The Frightening Way Viruses Can Travel From Place To Place
New scientific research is starting to reveal a frightening way that viruses are capable of traveling from one place to another.
This article is more than 2 years old
When it comes to the world of viruses, there is a lot we don’t know. Over the years, epidemiologists and infectious disease doctors have conducted ongoing research on these pesky agents and how they survive and multiply. The novel coronavirus was one of those tricky diseases that took time to understand its transmission cycle fully. Though we found out COVID doesn’t last long on surfaces, other viruses are better at sustaining life outside the human body. A specific strand of recently studied viruses has shown to be incredible swimmers, lasting up to three days in fresh water.

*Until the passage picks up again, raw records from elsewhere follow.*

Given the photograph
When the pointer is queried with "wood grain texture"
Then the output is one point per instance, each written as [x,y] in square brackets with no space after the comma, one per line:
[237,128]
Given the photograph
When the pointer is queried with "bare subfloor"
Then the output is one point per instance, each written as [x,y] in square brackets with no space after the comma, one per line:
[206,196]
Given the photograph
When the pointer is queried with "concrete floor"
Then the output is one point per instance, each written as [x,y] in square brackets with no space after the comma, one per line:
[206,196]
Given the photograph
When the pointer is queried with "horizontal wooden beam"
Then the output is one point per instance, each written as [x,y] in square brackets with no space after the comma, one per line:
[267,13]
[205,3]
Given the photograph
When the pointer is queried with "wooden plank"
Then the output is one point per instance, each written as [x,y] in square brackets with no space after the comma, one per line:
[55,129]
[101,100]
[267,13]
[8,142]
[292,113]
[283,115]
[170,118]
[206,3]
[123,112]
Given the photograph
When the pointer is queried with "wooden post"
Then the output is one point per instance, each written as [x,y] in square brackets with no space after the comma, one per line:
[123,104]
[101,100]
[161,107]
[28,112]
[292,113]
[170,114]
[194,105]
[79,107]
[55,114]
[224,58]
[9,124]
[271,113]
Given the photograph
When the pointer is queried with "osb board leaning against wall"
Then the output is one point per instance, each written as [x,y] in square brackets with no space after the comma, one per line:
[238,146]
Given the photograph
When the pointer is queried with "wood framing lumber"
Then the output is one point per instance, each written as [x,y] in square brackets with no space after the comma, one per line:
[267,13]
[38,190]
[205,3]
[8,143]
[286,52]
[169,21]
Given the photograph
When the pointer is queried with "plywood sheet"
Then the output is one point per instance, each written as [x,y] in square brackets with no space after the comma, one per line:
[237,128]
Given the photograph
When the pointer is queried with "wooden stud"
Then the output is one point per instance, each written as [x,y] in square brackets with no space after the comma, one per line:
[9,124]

Enteric viruses are a type of virus that is transmitted through feces, either from person-to-person contact or by contaminated food or water source. Studies have recently shown that these enteric viruses, like rotavirus, are exceptionally durable outside a human host. Enteric viruses can last up to three days floating in the water after hitchhiking on certain plastics. These contagious agents can attach themselves to microplastics and remain infectious for half a week. Researchers at the University of Stirling found that these viruses, which cling onto plastics less than five mm long, can still infect humans if people come in contact with the contaminated substance.
The lead researcher in the study at the university, Prof Richard Quilliam, stated that microplastics help the viruses “survive in the water.” Though the study showed that infectious diseases like rotavirus could last up to three days and remain contagious, there’s a possibility they can live even longer than suggested.
The study is a first for the research group, which usually tests viruses in a sterile environment. This was the first study that was entirely interested in the virus’s behavior in a designated territory, like fresh water. The group used standard laboratory practices to investigate microplastics contaminated with enteric viruses, which resulted in this shocking discovery. They concluded that even with these infectious agents waterlogged for days, viruses could remain highly contagious once attached to floating microplastics. The size of the microplastics isn’t a factor in eliminating the contagion either, with the study finding incredibly miniature sizes of plastics that are still livable for these pathogens.
Many researchers and doctors believed that plastics could carry diseases from place to place, but it wasn’t known for sure. The study was backed by the Natural Environment Research Council, which gave $8.5 million to university researchers to conduct the investigation. The research group found that pathogens continued to be contagious by traveling on microplastics. The conclusion also brings up another reason why environmental pollution is so dangerous since enteric viruses are able to inhabit plastics and thrive while in fresh water.
Over the past years, microplastic manufacturing plants have been under immense scrutiny. Some corporations suggest that wastewater treatments can be utilized to collect plastics from the water, but this isn’t always the case. For one, microplastics can evade wastewater treatments due to their minimal size. The other factor is that these viruses can stay infectious for multiple days, allowing the pathogens to spread limitlessly throughout the water supply. This tactic isn’t enough to curtail viruses from hitchhiking on microplastics and infecting their surrounding environment.